I have an ES cluster that is being used by multiple analysts who are issuing ad-hoc queries to perform data analysis. These analysts often formulate complex queries. Most of the time the cluster is stable, but occasionally one query will cause one or more nodes to get into a very low memory state and become unresponsive because it is perpetually garbage collecting. Eventually the node usually throws an OOM exception, but this can take up to an hour.
While I would love to actually prevent these cases from happening altogether (we do have circuit breakers set, but they don't seem to catch all cases), I am immediately interested in being able to determine which query is causing problems.
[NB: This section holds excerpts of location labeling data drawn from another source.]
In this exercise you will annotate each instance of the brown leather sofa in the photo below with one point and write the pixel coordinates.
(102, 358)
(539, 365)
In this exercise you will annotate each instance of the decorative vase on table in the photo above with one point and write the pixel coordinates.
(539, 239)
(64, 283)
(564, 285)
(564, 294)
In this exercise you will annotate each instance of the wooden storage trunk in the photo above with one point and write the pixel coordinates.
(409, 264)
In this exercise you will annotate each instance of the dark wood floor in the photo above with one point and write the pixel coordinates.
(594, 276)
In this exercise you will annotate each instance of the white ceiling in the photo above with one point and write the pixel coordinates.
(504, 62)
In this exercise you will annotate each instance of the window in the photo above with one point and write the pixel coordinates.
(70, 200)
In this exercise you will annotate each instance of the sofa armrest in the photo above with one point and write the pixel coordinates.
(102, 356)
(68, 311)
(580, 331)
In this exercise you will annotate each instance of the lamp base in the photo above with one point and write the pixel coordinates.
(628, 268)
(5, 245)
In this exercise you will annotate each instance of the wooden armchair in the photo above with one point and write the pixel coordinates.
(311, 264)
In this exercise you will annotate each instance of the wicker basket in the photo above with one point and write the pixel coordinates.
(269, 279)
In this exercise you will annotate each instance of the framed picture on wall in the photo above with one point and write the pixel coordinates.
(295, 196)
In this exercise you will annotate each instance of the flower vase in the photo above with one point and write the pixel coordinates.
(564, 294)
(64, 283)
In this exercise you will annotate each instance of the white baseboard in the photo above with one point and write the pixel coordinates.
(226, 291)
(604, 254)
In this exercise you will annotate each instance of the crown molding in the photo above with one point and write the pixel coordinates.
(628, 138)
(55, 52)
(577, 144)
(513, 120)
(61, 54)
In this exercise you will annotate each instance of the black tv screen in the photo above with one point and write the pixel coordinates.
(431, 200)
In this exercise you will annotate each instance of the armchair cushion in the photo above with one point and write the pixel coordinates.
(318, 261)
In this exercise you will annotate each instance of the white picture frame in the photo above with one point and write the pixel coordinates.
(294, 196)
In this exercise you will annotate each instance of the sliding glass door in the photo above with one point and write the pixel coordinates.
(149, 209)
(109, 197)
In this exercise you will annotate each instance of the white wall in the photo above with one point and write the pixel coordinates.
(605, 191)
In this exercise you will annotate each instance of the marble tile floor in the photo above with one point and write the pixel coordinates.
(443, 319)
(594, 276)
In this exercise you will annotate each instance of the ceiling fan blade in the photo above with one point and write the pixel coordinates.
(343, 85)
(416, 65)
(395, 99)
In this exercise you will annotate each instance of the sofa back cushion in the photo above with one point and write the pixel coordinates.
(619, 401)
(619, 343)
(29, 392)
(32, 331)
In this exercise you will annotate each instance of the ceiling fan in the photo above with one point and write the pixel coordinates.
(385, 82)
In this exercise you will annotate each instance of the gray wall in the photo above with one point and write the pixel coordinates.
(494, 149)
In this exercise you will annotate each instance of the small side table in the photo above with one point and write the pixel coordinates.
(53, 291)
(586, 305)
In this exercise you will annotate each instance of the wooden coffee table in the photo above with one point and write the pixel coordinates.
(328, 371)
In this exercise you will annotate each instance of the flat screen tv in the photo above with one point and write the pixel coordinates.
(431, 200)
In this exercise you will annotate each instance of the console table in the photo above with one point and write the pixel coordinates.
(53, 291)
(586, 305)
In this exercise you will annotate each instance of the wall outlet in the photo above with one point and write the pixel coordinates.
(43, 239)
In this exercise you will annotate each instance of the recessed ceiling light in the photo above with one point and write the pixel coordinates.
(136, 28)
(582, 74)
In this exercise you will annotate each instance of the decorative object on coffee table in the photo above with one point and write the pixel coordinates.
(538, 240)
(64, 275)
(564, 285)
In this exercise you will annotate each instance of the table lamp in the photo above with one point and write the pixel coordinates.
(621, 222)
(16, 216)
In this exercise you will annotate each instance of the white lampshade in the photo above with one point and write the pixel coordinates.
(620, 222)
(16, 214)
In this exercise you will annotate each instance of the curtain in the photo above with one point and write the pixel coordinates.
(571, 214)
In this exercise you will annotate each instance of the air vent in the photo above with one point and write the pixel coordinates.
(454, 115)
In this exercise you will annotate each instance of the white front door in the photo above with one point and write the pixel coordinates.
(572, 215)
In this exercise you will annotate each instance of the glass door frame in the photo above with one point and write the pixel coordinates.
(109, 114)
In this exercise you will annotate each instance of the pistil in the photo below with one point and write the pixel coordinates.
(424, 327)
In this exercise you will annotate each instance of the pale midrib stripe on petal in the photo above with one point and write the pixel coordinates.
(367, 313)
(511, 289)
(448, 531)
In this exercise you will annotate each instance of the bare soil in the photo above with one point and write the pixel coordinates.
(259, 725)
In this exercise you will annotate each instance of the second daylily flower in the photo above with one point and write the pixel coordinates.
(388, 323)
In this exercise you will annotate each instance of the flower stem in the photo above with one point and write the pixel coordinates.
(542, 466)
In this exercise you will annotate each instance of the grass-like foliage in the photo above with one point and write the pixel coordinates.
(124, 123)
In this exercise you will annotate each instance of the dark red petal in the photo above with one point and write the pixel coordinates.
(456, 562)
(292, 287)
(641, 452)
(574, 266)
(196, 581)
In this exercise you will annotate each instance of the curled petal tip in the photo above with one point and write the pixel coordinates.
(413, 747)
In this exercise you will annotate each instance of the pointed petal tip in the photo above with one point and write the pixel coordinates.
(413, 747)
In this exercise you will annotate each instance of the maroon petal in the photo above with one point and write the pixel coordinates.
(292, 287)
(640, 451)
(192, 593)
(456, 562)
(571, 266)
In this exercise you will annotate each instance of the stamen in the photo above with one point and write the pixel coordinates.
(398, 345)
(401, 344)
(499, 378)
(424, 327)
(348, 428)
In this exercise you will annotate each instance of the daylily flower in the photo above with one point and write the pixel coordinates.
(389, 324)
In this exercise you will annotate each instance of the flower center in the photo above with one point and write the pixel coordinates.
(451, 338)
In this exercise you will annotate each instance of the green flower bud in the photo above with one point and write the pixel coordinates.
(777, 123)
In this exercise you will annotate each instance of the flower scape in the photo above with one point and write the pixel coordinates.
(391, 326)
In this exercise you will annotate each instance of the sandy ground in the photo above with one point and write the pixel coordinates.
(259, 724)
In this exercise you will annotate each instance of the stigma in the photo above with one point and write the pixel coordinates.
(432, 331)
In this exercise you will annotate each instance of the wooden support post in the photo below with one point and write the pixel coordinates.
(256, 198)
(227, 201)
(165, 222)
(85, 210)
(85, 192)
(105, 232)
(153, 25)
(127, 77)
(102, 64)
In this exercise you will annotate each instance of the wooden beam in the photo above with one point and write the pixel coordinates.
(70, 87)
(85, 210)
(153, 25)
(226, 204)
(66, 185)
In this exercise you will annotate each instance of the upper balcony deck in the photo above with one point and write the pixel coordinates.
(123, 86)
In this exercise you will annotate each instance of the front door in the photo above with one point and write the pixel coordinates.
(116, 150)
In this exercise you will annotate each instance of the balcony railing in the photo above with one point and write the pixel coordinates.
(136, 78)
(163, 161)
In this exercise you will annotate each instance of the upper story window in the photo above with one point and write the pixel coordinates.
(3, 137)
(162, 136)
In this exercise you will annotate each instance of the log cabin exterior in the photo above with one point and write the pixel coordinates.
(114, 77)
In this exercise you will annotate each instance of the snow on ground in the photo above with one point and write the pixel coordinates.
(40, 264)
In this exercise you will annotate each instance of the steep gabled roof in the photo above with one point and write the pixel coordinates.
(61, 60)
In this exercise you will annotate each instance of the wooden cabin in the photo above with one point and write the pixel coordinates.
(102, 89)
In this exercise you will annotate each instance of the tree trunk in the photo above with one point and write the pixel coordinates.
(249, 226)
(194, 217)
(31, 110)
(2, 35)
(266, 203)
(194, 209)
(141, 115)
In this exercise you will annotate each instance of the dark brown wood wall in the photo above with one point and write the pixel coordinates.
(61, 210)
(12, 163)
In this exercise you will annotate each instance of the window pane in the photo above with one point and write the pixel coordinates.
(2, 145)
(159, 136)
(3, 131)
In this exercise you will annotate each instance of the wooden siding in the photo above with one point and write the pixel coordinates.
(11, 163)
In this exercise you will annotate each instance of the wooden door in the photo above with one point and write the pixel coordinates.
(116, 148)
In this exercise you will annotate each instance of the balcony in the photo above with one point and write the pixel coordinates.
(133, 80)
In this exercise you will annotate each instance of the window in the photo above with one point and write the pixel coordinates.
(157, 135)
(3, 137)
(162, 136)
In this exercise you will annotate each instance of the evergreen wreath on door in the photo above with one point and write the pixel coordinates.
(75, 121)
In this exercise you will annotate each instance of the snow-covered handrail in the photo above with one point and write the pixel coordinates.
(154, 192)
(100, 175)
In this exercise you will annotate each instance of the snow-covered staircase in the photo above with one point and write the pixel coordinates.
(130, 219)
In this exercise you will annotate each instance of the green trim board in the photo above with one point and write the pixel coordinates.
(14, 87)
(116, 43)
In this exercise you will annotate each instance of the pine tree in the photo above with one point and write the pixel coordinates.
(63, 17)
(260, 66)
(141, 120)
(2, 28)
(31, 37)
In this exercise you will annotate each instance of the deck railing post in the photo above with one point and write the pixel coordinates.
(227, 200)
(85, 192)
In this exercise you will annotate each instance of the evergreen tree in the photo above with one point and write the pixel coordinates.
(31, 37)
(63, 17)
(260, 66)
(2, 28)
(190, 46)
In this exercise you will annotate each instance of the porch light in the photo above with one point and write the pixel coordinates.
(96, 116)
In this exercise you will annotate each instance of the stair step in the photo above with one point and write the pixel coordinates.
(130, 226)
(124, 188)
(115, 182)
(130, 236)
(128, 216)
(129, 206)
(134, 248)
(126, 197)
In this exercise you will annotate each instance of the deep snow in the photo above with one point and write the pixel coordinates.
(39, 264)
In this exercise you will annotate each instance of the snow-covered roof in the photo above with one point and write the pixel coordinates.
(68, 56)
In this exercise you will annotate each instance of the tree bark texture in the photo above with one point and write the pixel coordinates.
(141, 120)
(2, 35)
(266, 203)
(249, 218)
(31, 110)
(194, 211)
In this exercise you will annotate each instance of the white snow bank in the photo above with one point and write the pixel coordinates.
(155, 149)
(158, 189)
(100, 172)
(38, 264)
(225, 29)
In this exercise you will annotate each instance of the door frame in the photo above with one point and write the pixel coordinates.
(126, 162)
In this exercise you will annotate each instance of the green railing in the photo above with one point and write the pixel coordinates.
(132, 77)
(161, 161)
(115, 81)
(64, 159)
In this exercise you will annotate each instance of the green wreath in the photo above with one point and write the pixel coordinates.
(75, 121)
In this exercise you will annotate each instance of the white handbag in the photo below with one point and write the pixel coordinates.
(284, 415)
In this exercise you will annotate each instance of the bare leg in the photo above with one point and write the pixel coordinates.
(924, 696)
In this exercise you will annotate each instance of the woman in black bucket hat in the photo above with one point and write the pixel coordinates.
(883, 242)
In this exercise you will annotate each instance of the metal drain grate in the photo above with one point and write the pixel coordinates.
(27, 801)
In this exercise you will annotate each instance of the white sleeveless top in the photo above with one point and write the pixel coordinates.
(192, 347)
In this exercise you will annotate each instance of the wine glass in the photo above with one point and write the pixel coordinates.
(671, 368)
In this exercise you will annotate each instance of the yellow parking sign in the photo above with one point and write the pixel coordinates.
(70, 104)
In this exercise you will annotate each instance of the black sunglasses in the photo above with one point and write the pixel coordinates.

I did try to enable the slow query log, but it does not seem to always log the offending query (I reproduced this by using a known "bad" query).
Is there any other best practice or logs that can help me easily track down queries that use very large amounts of memory?
Here is some additional information about my cluster:
- ES version 2.6.4
- 8 machines with the same configuration:
- 40 cores, 256GB Ram, 8TB worth of SSDs in JBOD configuration, 2 ES Node Processes per machine
- each Node process is configured to use 30GB for JVM Heap and are also configured for search, index and master functionality (I should probably add dedicated master nodes at least, but not sure if that matters for this problem)
- these machines are a private cluster, not virtual machines in a cloud provider
Thanks in advance for any and all advice!